Shares of Google Inc. (GOOG) are up over 6 percent in the early session. Google was also traded actively on Tuesday with more about 3.5 million shares changing hands as investors speculated about earnings to be delivered after the closing bell. Over the past three months, Google has averaged trading 2.39 million shares per day.
Those who bet bullish by snagging some shares at intraday lows below $700 each – marking the first time since the last trading day of 2012 that level was breached – weren’t disappointed with the earnings report.
The search engine behemoth said that it notched a fourth-quarter profit of $2.89 billion, or $8.62 per share, compared to $2.71 billion, or $8.22 per share, in the year prior quarter. On an adjusted basis, the company recorded profits of $10.65 per share in the fourth quarter.
Revenue, excluding traffic acquisition costs, totaled $11.34 billion, up from $8.13 billion in Q4 2011.
The earnings figure topped Wall Street analyst expectations of profit of $10.47 per share, although the revenue figure was less than the $12.34 billion that analysts predicted.
The earnings were consolidated to include its legacy business and its Motorola Mobility mobile phone operations, but not Motorola Home, the cable television set-top box business that it agreed in December to sell to Arris Group, Inc. (ARRS) for $2.35 billion. Google acquired that arm of is business when closed the acquisition of Motorola Mobility in May.
Advertising revenue surged 22 percent from the year prior quarter to $12.91 billion, or 89 percent of consolidated revenue. The increase in advertising revenue came as cost-per-click, a key metric that shows how much advertisers are paying Google, declined by 6 percent, it’s fifth straight quarterly decline.
Motorola Mobile revenues were $1.51 billion, or 11% of consolidated revenues in the fourth quarter of 2012.
Revenue minus traffic acquisition costs was $11.34 billion, a sharp increase from $8.13 billion the year earlier quarter.
We ended 2012 with a strong quarter,” said Larry Page, CEO of Google. “Revenues were up 36% year-on-year, and 8% quarter-on-quarter. And we hit $50 billion in revenues for the first time last year – not a bad achievement in just a decade and a half.
The Google chief certainly wasn’t wrong in that comment, especially after turning the books around following Google posted weaker than expected revenue the third quarter.

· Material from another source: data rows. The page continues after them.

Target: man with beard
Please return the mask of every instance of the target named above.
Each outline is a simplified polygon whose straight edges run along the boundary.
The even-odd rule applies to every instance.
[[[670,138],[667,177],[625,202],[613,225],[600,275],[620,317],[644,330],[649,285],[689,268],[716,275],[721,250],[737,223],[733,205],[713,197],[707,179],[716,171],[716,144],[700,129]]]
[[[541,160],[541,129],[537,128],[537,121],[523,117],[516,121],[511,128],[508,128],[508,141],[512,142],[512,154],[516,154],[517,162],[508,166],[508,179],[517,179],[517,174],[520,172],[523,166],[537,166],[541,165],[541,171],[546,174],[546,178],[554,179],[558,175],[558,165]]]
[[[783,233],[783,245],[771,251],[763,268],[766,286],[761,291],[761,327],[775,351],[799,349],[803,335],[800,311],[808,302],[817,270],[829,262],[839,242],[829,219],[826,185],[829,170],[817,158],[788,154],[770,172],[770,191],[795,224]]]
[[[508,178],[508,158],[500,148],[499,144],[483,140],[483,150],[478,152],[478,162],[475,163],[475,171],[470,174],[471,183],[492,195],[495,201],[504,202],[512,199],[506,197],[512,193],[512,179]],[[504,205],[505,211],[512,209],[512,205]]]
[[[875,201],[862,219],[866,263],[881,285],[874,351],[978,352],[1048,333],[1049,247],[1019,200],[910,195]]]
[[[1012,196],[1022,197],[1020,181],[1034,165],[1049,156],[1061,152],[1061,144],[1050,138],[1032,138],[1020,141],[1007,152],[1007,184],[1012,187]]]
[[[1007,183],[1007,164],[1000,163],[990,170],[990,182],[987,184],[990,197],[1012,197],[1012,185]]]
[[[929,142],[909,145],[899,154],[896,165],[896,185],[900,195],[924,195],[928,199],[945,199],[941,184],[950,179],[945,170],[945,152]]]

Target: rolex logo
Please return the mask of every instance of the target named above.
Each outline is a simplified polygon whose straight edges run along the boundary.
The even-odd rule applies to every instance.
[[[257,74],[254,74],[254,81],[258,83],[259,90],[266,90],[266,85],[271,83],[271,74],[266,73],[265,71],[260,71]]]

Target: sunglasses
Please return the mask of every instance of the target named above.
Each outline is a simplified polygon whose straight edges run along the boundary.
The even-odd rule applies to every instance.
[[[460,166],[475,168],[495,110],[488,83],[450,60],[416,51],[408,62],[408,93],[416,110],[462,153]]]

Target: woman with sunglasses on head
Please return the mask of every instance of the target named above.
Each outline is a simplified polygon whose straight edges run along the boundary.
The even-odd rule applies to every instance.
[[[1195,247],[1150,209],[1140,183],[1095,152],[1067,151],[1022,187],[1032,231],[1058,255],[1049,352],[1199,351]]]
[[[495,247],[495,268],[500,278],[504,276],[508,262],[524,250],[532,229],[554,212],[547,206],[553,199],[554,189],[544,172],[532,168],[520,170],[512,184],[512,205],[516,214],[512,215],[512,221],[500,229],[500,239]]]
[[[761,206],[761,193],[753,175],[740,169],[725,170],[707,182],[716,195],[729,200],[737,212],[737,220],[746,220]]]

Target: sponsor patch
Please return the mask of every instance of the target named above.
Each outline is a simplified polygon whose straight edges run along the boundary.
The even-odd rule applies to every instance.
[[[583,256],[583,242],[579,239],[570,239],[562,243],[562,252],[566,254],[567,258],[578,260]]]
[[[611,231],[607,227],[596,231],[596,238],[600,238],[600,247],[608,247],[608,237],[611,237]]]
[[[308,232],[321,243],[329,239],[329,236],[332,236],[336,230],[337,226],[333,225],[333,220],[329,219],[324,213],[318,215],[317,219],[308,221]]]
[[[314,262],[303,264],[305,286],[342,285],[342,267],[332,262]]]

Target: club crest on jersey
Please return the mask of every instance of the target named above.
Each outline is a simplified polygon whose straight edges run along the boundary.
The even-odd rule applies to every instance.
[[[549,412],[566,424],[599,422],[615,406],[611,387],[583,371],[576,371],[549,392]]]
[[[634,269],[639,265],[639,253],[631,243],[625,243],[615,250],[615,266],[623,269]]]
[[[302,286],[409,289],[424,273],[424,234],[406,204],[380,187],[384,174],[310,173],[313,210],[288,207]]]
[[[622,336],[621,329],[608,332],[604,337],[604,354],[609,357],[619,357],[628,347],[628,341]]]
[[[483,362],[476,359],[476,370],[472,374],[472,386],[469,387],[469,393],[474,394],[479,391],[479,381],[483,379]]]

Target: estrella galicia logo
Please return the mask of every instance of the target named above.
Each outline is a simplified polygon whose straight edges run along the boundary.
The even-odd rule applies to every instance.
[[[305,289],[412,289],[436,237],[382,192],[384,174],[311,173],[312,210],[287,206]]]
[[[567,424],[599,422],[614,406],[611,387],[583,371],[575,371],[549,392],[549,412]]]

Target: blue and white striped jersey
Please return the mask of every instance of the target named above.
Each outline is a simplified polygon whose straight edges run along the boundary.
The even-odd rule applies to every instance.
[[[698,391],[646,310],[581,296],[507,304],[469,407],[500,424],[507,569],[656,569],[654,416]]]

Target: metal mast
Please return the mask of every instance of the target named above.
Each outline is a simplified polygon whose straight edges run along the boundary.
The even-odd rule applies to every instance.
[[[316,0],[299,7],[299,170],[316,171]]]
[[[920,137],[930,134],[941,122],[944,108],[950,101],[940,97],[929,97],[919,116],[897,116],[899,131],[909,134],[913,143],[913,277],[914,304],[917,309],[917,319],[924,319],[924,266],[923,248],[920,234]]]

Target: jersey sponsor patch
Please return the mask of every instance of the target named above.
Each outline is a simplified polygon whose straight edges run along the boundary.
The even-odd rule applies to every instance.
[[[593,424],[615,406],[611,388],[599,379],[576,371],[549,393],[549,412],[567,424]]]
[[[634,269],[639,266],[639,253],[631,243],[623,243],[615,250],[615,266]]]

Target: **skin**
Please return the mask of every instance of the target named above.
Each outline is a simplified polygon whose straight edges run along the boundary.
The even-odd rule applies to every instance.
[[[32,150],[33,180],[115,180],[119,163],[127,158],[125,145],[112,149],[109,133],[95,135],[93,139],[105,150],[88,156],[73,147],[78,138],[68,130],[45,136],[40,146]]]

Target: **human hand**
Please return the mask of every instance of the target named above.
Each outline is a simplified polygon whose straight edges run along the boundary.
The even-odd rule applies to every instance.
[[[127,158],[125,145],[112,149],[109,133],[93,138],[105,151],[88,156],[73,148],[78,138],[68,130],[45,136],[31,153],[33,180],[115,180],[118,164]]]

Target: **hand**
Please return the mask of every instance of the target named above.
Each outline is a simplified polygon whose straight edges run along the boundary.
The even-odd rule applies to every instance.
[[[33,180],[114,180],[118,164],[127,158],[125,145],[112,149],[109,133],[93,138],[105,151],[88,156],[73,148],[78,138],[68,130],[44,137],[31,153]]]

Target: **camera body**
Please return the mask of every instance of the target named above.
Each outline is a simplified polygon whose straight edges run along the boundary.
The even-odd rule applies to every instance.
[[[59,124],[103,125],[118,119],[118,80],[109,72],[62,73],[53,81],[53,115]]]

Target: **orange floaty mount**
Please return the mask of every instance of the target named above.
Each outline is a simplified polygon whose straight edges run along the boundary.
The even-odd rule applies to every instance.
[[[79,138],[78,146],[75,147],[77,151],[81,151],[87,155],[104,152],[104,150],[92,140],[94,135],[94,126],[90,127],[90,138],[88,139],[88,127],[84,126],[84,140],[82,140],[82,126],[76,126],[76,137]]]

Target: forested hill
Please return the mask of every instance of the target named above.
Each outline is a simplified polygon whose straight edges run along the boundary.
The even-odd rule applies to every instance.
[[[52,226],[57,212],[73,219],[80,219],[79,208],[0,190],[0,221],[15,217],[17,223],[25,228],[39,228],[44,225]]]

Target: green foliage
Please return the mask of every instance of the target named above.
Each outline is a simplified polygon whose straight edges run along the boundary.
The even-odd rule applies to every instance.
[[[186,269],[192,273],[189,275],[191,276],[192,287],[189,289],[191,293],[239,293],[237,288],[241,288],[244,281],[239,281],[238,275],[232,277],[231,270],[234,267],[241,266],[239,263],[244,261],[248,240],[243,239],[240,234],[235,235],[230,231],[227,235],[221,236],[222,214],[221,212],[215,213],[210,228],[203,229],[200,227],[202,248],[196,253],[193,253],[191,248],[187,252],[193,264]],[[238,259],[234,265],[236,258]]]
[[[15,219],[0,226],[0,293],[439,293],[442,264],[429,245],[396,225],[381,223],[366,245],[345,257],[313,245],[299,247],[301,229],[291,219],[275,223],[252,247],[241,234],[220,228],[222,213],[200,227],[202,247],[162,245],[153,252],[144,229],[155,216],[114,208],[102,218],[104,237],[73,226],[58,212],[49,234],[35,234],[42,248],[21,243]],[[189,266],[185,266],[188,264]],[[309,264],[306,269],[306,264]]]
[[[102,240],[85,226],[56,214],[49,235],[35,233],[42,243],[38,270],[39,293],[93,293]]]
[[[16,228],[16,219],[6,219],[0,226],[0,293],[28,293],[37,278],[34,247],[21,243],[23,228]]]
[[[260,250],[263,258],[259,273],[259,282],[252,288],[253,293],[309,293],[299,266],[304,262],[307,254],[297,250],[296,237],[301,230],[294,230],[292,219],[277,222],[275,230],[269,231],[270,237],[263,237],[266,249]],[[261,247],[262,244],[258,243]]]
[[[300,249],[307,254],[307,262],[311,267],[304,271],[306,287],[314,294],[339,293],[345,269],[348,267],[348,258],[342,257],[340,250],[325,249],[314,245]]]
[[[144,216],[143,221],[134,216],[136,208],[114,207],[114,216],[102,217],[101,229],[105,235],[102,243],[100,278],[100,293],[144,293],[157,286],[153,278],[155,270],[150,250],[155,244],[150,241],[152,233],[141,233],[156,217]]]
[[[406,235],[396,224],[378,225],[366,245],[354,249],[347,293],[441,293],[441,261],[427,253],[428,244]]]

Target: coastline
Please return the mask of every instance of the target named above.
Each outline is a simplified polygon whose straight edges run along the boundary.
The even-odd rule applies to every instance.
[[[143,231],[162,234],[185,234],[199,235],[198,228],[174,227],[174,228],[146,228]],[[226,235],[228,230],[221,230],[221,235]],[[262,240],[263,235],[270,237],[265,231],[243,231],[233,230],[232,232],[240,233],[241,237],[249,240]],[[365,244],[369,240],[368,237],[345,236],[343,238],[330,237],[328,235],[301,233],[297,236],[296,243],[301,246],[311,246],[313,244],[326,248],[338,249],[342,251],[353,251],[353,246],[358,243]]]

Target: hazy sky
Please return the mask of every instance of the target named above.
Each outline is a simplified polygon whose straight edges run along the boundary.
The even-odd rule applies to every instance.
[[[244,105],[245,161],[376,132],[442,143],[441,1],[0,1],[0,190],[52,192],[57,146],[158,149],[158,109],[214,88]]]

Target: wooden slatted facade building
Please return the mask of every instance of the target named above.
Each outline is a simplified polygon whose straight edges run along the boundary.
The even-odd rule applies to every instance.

The company looks to be overcoming hurdles related to companies vying for advertising space on mobile devices as the paradigm shift away from PC’s and laptops continues. Google makes less on these types of advertisements, but is apparently making up for it in volume to maintain healthy profit margins.
Shares cruised nearly 5 percent higher in after hours trading on Tuesday and will be closely watched on Wednesday.